I give them out to select neighbors, elderly people, a gay couple who last year gave me a pair of diamond hoop earrings (wow) and some folks in my age group.
Look, don’t go thinking I’m materialistic, because I’m not, but I enjoy receiving gifts and recently, I cleaned up at the dialysis center, where I‘m a patient. Nate gave me Beyonce’s perfume gift set. His mother is a patient and sometimes his work schedule precludes him from picking her up. And he doesn’t like her using medical transportation, so I give her rides home. Sometimes, she has dinner with us.
Also, I received gift cards to restaurants, supermarkets and department stores. Miss Branch, another patient, a healthy-looking septuagenarian baked me a sweet potato pie. “I ain’t got no money to buy you nothin‘,” she said. “But you’re such a sweet lady. I said, ’I got to do something for her.’ So, I made you a potato pie.”
Not sweet potato pie, mind you, but potato pie. “Thank you, Miss Branch. I really appreciate it,” I said honestly.
“You welcome, baby. You and your family have a Merry Christmas.” We hugged and she gave me a kiss on the cheek. She’s going out of town for the holidays. “Have a safe trip,” I said.
Also, because of my presence on the Internet, namely Black Planet and Face Book, I believe I’m losing a friend of over twenty years. We’ll call her Diana. Well, Diana is trans. Years ago, she and I met in a gay bar and I was like a role model for her. We had long conversations about being a transsexual, respecting yourself and achieving a good life as a female.
Diana is twelve years younger than I am and her husband is a wildly successful medical specialist. She and I would go to lunch; go shopping. She’s 5’11 and many times, we took trips to a city, seventy five miles away and shopped for tall clothes. Sometimes, we’d buy one another outfits.
She has severed all ties with her family. She lives in the same town as her parents, siblings and other family members and she shuns them all. She said they treated her horrendously when she was young, that they did not accept her new persona. She said they refer to her by her old name and use inappropriate pronouns and intentionally try to embarrass her. So, she wants nothing to do with them.
I’m beginning to think she feels the same about me because I mentioned my gender status online. She told me that she is against me going online and discussing my trans status. Because of my online presence, the staff at my favorite supermarket knows that I’m trans. Diana is not on board with it. “I can’t believe what you’ve done,” she exclaimed. “Girl, you look authentic. You sound female. Those people knew nothing about you and then you put it out there like that.” She shook her head.

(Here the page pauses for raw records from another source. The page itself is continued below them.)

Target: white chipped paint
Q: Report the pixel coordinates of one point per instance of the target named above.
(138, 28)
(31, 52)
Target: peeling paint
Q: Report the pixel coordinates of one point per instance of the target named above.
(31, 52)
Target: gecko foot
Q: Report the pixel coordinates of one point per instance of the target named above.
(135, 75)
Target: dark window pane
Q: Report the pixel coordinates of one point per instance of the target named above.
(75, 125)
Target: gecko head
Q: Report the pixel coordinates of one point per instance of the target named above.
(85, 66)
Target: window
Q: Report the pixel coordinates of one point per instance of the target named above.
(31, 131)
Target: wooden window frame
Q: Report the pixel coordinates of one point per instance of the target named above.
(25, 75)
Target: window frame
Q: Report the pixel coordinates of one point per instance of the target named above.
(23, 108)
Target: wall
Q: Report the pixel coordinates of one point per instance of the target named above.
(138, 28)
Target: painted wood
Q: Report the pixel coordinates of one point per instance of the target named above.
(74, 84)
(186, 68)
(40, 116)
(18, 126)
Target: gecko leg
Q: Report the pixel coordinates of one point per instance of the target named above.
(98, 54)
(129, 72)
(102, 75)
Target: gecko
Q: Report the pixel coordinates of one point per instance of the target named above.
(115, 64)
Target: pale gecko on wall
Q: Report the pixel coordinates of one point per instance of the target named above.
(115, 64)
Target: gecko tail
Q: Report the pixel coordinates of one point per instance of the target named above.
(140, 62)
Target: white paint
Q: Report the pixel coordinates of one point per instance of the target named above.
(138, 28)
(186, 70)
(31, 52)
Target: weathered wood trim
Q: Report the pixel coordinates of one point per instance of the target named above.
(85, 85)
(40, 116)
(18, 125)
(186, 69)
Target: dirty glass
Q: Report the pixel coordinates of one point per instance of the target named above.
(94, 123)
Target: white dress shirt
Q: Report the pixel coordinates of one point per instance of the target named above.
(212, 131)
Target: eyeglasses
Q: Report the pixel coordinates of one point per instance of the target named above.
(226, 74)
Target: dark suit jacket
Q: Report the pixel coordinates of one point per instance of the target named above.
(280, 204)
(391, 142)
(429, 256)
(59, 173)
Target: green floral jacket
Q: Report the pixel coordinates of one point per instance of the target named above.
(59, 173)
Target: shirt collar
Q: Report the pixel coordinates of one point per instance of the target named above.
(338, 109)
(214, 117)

I sighed. “I seriously doubt if everybody in that store thought I was female without question. Somebody thought something, I’m sure.”
“Yeah, but thinking something and knowing it for a fact are two different things. You’ve confirmed it. Girl, as crazy as people are, somebody might kill you because of that stuff you posted online.”
I suggested that we brave the Christmas rush and go to Colonial Williamsburg tomorrow and have an early lunch in one of the restaurants with fireplaces. She pooh-poohed the suggestion and bluntly said that she had to chill with me. Ouch!
She and I go back a long ways. We spent many afternoons together, eating, gabbing and watching the soaps, when they were enjoyable. So, I don’t want to lose her friendship, but I’m beginning to wonder just how much of a friend she is if she’s prepared to wash her hands of me because I simply chose to be open about who I am.
I vehemently deny ever living in stealth, but being upfront about who I am has been extraordinarily liberating. My husband is supportive and when he and I were dating, he told his parents and siblings, right out of the gate, that I was a transsexual. In the beginning, his parents found it unsettling. I remember his mother would send Christmas cards and address them to just him. He told her that I was his wife and he wanted her to address the cards to Mr. and Mrs.
My husband told me to forget Diana, that because I’m online, she feels by making public appearances with me, that her stealth status is compromised. “Her friendship has conditions,” he said.